Choose the right crop for the bottleneck you actually have

Once the basic fuel line works, your next decision is which crop should feed it. Do not choose based on the biggest-looking output alone. Choose the crop that matches the shortage your colony is actually feeling.

Carrots produce about 1.875 Biofuel per crop tile per day. Potatoes produce about 2.5 Biofuel per crop tile per day. Spadderdock produces about 3.125 Biofuel per crop tile per day. That means Spadderdock is the best choice when farm land is limited and you want the highest yield per tile. Potatoes are better when Refinery machine-hours are the bottleneck, because they give more Biofuel per work cycle. Carrots sit at the bottom of the three for fuel output, but they are still useful when you need a simple, familiar input chain and your farm setup is already built around them.

Use this rule of thumb: if land is the scarce resource, lean into Spadderdock. If the Refinery is the scarce resource, lean into Potatoes. If you already have Carrots in bulk and Water is easy to move, Carrots are fine for a first fuel line or a temporary bridge while you expand.

The important thing is that the Refinery processes one recipe at a time. That makes crop choice a throughput problem, not just a production problem. If you split inputs too widely, you dilute your logistics and end up with one building that never quite stays busy.

Keep the Refinery supplied so it doesn’t sit idle

Downtime is the real enemy of the Refinery. A building that has the right recipe but no inputs is just wasted work time, so you should build the logistics first and the extra production second. Keep the input crops near storage, keep storage near the building, and keep transport routes short enough that haulers can cycle continuously.

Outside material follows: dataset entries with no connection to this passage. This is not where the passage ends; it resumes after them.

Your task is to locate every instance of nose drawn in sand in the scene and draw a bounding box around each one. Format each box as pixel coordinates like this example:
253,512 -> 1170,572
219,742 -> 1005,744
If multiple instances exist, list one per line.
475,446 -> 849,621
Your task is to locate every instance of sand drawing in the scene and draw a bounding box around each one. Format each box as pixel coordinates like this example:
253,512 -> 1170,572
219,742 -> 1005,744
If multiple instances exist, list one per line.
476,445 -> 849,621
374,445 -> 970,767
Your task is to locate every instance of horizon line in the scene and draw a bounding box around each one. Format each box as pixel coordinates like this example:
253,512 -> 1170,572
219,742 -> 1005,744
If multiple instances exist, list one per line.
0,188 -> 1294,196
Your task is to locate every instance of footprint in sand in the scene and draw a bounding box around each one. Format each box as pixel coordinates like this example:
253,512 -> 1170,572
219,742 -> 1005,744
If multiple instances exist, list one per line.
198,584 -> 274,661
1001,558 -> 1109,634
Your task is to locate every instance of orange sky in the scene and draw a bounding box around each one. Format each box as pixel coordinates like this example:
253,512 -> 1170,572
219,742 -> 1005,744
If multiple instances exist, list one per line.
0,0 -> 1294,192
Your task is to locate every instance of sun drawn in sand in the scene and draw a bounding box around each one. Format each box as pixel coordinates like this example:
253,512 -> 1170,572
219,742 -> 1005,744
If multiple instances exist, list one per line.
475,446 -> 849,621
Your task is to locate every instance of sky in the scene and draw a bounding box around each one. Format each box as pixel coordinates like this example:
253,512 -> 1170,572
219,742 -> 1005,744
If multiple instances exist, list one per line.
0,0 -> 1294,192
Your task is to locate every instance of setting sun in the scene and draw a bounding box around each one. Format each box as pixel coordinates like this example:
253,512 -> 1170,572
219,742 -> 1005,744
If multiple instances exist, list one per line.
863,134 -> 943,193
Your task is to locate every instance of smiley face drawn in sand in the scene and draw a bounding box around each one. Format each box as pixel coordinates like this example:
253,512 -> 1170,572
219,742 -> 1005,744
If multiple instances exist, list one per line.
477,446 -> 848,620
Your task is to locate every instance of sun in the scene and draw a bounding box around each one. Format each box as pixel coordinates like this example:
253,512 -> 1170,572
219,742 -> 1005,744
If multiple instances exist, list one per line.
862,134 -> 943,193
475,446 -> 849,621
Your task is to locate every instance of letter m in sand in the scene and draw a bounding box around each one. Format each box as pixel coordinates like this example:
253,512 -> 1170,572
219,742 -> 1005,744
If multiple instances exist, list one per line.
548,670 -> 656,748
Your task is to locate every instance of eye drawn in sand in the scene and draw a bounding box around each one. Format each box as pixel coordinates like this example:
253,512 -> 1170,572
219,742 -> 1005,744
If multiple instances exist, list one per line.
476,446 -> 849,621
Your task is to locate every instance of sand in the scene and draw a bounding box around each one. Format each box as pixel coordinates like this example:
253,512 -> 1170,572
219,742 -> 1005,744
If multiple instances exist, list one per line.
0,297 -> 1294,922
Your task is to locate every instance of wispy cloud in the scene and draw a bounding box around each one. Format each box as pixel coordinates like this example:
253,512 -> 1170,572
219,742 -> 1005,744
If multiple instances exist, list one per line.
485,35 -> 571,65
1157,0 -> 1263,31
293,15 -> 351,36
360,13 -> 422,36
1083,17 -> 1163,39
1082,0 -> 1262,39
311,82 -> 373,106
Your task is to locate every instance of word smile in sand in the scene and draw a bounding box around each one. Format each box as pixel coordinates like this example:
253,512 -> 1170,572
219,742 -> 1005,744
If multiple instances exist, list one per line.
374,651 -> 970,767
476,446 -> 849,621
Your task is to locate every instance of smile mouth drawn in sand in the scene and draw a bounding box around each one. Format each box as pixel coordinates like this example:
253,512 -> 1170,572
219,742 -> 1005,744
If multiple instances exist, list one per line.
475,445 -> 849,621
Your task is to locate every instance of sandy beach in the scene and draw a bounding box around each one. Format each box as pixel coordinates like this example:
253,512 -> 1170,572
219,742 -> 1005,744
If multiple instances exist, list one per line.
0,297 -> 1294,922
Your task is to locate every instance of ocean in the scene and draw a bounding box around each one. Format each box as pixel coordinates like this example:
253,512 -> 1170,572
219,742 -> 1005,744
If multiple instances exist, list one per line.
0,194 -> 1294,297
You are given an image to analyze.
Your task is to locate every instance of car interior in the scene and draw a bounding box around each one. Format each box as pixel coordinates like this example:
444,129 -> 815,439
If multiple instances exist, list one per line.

This matters even more for bulky inputs like Carrots, Potatoes, and Spadderdock. The farther those goods travel, the more time you lose before they become Biofuel. If your crop fields are spread across the map, you will need a stronger transport network to compensate. Without it, the Refinery will keep pausing between batches, and that kills the advantage of running a renewable fuel line at all.

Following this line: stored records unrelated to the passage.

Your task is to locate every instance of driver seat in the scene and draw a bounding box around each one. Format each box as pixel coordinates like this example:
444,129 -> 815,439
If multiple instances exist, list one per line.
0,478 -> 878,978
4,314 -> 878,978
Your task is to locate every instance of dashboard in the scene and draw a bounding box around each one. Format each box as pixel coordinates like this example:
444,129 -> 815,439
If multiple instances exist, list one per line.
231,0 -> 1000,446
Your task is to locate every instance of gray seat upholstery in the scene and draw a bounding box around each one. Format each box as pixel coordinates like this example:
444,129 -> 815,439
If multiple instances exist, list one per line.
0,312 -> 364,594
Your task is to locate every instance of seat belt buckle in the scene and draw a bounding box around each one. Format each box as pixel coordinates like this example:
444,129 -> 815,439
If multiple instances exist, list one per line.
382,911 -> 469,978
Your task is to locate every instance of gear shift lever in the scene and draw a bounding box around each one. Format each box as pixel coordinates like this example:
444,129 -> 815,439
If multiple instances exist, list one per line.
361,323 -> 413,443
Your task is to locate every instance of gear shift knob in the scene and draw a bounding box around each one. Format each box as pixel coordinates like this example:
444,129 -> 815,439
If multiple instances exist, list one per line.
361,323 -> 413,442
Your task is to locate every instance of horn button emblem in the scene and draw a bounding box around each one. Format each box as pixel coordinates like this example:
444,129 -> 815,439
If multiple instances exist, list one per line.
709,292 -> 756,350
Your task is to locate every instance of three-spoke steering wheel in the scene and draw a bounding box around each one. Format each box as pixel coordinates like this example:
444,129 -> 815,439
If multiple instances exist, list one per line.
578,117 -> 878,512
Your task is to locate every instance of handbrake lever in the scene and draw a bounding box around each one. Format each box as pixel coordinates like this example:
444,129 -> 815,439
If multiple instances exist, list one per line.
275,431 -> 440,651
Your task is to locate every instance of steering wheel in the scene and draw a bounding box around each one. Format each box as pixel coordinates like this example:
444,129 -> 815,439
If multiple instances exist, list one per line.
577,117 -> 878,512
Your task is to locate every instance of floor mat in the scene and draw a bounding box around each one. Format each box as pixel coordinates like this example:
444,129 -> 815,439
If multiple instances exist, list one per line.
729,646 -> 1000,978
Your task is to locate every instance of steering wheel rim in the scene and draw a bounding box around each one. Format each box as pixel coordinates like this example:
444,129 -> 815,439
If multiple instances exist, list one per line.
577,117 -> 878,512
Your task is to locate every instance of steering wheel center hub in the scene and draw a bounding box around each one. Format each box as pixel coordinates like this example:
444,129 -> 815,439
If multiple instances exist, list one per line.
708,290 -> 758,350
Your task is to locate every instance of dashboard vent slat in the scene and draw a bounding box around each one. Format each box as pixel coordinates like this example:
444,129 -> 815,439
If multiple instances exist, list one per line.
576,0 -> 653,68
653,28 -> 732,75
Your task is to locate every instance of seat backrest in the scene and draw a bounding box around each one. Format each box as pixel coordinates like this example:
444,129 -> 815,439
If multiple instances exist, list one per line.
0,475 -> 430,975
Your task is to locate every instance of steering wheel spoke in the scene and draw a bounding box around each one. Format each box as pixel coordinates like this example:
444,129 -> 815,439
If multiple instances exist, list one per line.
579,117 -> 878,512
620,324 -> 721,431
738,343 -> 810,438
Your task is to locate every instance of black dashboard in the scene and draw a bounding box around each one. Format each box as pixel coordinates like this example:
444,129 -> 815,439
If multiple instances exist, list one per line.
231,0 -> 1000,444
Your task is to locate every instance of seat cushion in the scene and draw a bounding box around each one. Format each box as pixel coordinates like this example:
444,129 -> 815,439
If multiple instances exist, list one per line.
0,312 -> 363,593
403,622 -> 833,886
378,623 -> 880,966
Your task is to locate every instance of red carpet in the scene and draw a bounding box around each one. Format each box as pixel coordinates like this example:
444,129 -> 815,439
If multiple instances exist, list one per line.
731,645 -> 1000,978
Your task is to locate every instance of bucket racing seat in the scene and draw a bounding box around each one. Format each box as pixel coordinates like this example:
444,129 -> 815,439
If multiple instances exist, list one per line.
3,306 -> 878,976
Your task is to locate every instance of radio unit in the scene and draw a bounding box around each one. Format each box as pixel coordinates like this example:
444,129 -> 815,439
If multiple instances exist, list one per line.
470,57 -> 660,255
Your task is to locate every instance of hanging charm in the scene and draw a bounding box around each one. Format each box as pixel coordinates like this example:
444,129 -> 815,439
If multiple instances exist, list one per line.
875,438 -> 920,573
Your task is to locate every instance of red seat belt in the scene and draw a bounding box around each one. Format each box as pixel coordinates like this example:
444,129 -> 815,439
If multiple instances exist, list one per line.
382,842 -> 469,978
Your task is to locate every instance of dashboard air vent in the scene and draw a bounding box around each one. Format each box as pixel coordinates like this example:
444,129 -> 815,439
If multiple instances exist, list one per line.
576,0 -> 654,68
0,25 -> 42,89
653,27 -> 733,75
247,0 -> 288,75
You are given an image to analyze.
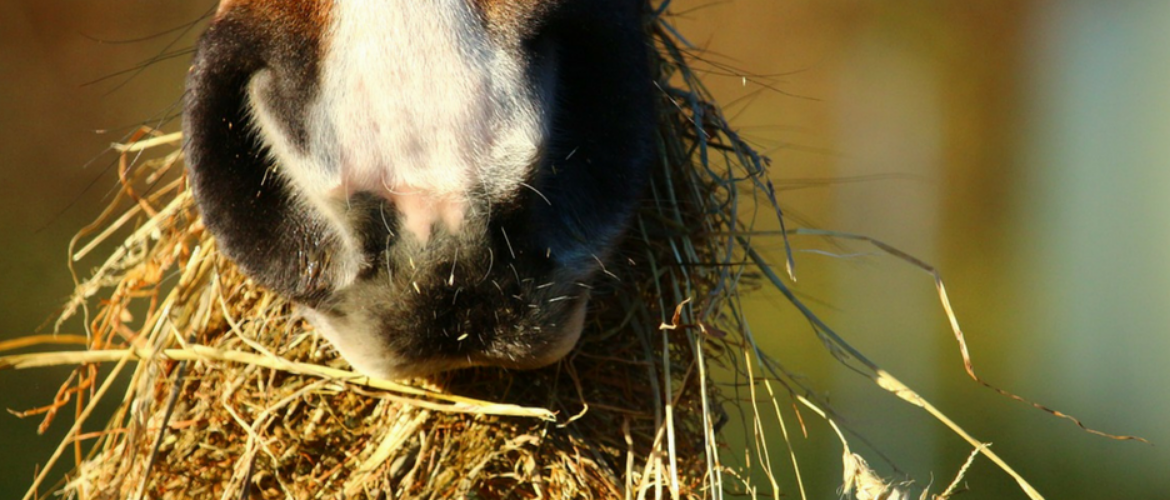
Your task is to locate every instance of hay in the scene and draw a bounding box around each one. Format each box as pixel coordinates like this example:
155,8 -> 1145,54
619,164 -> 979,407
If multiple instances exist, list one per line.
0,2 -> 1057,499
4,7 -> 764,499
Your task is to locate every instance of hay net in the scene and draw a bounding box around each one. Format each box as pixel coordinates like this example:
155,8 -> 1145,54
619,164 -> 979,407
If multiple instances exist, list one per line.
4,1 -> 1010,499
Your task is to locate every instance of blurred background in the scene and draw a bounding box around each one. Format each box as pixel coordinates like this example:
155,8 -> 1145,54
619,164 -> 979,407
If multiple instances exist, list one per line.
0,0 -> 1170,499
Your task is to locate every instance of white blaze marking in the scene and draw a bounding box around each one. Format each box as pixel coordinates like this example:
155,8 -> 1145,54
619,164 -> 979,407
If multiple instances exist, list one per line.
252,0 -> 546,262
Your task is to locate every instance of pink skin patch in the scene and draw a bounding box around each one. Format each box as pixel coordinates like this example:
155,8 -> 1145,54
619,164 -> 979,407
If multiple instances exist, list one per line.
329,172 -> 467,244
386,191 -> 467,244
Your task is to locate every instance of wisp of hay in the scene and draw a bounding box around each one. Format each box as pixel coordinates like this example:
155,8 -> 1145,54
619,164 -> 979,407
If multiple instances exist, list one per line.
0,1 -> 1062,499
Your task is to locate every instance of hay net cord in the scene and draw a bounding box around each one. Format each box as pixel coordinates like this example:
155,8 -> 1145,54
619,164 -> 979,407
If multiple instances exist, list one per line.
0,1 -> 1104,499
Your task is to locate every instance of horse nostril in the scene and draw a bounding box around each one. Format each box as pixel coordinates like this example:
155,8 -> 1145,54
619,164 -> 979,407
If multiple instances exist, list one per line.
184,0 -> 655,376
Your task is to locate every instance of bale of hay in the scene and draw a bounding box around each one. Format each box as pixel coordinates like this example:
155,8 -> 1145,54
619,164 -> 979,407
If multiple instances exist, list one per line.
4,7 -> 790,499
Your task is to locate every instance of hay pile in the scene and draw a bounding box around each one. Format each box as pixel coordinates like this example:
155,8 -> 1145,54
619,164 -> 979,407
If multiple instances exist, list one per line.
0,8 -> 781,499
0,2 -> 1062,499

Also remember that each recipe uses dedicated inputs. You are not building a flexible all-purpose machine here; you are building a production node that works best when fed with a steady, narrow stream. Keep nearby warehouses stocked, and do not spread inputs so far apart that your beavers spend the day hauling instead of producing.

Use Catalyst and Antidote when your colony reaches hazardous or advanced chains

Biofuel is usually the first reason to build a Refinery, but it should not be the last. Once your colony moves into more advanced production, Catalyst becomes important. It is made from 1 Maple Syrup and 2 Sunflower Seeds, and it serves as a chemical intermediate for advanced production. If you need steady Catalyst, set up a dedicated district with maple tapping and sunflower farming instead of trying to bolt the recipe onto an already overloaded farming zone.

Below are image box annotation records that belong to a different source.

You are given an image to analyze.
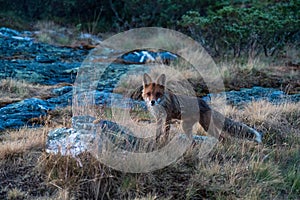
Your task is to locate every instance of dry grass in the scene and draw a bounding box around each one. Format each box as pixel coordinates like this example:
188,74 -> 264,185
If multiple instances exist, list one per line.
0,98 -> 300,199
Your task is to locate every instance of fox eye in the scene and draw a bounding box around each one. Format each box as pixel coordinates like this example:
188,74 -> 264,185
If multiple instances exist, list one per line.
156,92 -> 162,97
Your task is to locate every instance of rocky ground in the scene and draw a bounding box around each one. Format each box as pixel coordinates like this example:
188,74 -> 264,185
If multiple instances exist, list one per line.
0,28 -> 300,197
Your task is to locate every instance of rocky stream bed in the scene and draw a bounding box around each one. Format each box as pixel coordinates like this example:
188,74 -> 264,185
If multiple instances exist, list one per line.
0,28 -> 300,154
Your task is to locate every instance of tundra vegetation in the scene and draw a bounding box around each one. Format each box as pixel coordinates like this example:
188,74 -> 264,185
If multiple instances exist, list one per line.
0,0 -> 300,200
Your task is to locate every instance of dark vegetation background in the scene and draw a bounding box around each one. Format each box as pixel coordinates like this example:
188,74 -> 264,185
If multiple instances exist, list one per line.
0,0 -> 300,58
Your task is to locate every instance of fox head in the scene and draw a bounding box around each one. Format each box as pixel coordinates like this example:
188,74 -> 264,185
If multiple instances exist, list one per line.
142,73 -> 166,106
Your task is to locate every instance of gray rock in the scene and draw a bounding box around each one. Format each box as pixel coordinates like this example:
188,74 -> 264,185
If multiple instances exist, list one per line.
0,98 -> 54,129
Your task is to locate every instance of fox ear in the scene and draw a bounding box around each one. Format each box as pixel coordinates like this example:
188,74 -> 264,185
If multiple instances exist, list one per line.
143,73 -> 152,85
156,74 -> 166,86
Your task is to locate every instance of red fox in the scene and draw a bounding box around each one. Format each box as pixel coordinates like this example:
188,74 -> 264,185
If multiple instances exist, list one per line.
142,73 -> 262,143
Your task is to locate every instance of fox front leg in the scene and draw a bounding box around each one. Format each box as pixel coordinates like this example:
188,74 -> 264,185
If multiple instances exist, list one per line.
155,118 -> 163,142
182,121 -> 193,140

Antidote is the other recipe you should not ignore. It comes from 2 Dandelions and is used to treat beavers exposed to Badwater contamination. If your map has Badwater nearby, or if your industry depends on Badwater-processing chains elsewhere, stockpile Antidote before you need it. Do not wait until contamination becomes a crisis. Make it part of your emergency planning, the same way you would keep food buffers before drought.

The Refinery complements other processing buildings and should be integrated into your production clusters alongside farms, warehouses, and transport routes to avoid production stalls. When you approach it that way, you get more than fuel: you get a clean bridge from agriculture into late-game chemicals and colony safety.

The crop choice that wins you the most

If you want the shortest answer possible, use this: Spadderdock gives the most Biofuel per crop tile, so pick it when land is tight. Potatoes give more Biofuel per Refinery work-hour, so pick them when the building itself is your limiting factor. Carrots are the easiest starting point, especially if you already have Water planned and want a simple renewable fuel line.

That is the whole decision. Build the supply chain first, keep the inputs close, and only then scale the Refinery up. If you do that, the building stops being a side project and becomes one of the most useful parts of your Folktails economy.